Naar inhoud springen

John Vanbrugh

Uit Wikipedia, de vrije encyclopedie
John Vanbrugh
Sir John Vanbrugh, geschilderd door Godfrey Kneller.
Sir John Vanbrugh, geschilderd door Godfrey Kneller.
Algemene informatie
Volledige naam John Vanbrugh
Geboren 24 januari 1664
Geboorte­plaats City of London
Overleden 26 maart 1726
Overlijdensplaats Londen[1]
Land Engeland
Werk
Genre toneelstukken
Bekende werken The Relapse, The Provoked Wife
Portaal  Portaalicoon   Literatuur

John Vanbrugh (Londen, 24 januari 1664[2] - aldaar, 26 maart 1726) was een Engelse architect en toneelschrijver. Samen met William Congreve, George Etherege, George Farquhar en William Wycherley wordt hij gerekend tot de Grote Vijf van het komische toneel van de Restauratie.

Vanbrugh was van Vlaamse afkomst. Een van zijn voorouders was als protestant naar Engeland gevlucht. Vanbrughs vader handelde in stoffen en later in suiker. Over Vanbrughs jeugd is weinig bekend, behalve dat het grote gezin (19 kinderen, van wie er zeven jong gestorven zijn) in 1667 van Londen naar Chester verhuisde.

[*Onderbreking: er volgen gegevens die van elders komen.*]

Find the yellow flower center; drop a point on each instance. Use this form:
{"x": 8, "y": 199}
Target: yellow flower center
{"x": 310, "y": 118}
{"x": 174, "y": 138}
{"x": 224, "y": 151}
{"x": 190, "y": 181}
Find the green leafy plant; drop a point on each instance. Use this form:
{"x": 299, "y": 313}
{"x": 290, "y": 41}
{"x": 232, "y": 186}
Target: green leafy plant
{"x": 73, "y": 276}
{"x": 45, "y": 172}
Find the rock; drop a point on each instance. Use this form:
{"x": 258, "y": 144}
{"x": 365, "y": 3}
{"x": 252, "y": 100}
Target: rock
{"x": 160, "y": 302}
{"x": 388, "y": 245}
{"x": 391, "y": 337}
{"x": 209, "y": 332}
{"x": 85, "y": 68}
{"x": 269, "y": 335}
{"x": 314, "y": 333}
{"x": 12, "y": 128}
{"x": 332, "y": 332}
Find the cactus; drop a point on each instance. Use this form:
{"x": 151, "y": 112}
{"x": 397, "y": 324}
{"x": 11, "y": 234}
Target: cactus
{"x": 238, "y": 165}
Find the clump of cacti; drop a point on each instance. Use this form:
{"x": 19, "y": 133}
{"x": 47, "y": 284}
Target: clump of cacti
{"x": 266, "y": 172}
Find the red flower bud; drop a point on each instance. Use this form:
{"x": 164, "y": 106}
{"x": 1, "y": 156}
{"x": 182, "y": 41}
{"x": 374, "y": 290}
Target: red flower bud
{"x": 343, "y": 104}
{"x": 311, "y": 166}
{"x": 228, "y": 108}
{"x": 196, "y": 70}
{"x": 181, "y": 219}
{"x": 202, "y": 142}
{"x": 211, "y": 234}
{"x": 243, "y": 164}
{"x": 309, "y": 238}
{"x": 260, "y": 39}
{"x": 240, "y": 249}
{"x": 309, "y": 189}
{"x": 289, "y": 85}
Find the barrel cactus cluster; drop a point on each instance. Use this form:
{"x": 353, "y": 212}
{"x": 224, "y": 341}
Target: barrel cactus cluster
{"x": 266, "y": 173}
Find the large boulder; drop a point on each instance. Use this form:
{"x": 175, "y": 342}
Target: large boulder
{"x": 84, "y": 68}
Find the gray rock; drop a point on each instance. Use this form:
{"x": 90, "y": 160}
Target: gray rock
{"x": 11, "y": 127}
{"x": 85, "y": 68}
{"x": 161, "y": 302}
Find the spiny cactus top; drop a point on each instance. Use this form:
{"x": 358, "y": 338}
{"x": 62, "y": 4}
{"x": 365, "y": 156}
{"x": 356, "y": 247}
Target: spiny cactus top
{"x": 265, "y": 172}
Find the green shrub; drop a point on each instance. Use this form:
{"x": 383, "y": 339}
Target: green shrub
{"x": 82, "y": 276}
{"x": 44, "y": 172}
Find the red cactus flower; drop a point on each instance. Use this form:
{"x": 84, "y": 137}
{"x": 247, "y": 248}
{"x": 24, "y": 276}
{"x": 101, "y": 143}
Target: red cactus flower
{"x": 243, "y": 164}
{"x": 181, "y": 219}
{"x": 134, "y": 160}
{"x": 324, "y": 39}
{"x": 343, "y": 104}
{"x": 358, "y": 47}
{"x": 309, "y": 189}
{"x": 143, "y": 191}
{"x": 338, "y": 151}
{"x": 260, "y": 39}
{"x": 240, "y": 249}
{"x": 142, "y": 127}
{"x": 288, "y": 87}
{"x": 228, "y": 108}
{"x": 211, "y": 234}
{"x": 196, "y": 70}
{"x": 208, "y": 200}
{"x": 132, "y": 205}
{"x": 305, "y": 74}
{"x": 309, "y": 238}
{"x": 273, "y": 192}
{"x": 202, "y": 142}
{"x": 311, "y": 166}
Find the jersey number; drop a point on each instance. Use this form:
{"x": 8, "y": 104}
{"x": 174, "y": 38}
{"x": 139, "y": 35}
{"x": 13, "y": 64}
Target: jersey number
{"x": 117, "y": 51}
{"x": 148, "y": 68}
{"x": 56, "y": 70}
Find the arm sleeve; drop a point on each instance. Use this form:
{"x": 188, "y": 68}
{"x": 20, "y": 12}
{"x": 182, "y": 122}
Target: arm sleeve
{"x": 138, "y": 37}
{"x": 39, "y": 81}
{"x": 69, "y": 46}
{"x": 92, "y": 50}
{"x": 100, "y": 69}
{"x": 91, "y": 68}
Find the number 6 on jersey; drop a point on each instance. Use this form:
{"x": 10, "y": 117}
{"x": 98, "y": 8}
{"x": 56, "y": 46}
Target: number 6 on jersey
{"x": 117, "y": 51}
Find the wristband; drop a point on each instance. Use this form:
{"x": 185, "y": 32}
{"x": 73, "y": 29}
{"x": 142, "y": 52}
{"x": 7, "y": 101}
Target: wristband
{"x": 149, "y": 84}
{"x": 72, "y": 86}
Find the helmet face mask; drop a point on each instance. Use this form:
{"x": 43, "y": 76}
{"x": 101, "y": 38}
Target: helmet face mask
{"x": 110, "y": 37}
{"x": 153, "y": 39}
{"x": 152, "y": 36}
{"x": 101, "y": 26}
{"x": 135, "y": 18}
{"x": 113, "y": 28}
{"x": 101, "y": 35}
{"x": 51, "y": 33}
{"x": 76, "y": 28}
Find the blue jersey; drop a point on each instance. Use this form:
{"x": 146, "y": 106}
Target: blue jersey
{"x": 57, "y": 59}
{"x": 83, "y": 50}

Tussen januari en augustus 1686 verbleef Vanbrugh als soldaat op Guernsey. Het jaar daarop was hij vermoedelijk werkzaam als deurwaarder in Oxford. In die tijd moet hij betrokken zijn geraakt bij een complot om koning Jacobus II van Engeland af te zetten en Willem III van Oranje-Nassau in diens plaats op de troon te zetten. Het complot was uitgelekt, want toen Vanbrugh in september 1688 naar Frankrijk reisde, werd hij al in Calais gearresteerd op beschuldiging van spionage. Vier en een half jaar bracht hij door in Franse gevangenissen, waaronder de Bastille Saint-Antoine in Parijs. In 1692 werd hij vrijgelaten, maar hij mocht de eerste drie maanden Parijs nog niet verlaten. In 1693 keerde hij terug naar Engeland. Daar was inmiddels datgene gebeurd waar hij op hoopte: in november 1688 was Willem van Oranje bij Torquay geland en had binnen een maand de weinige troepen die Jacobus II nog trouw waren gebleven, onder de voet gelopen. Jacobus vluchtte naar Frankrijk. Deze omwenteling staat bekend als de Glorious Revolution.

Na alweer een korte periode in het leger, waarbij hij deelnam aan de zeeslag tegen de Fransen bij Camaret-sur-Mer in 1694, vestigde hij zich in Londen. Daar werd hij als enthousiast lid van de Whig-partij lid van de geestverwante Kit-Cat Club. Onder invloed van zijn collega-clubleden begon hij te schrijven en in 1696 werd zijn eerste toneelstuk The Relapse opgevoerd. Het jaar daarop volgde het tweede stuk waarop Vanbrughs roem berust, The Provoked Wife.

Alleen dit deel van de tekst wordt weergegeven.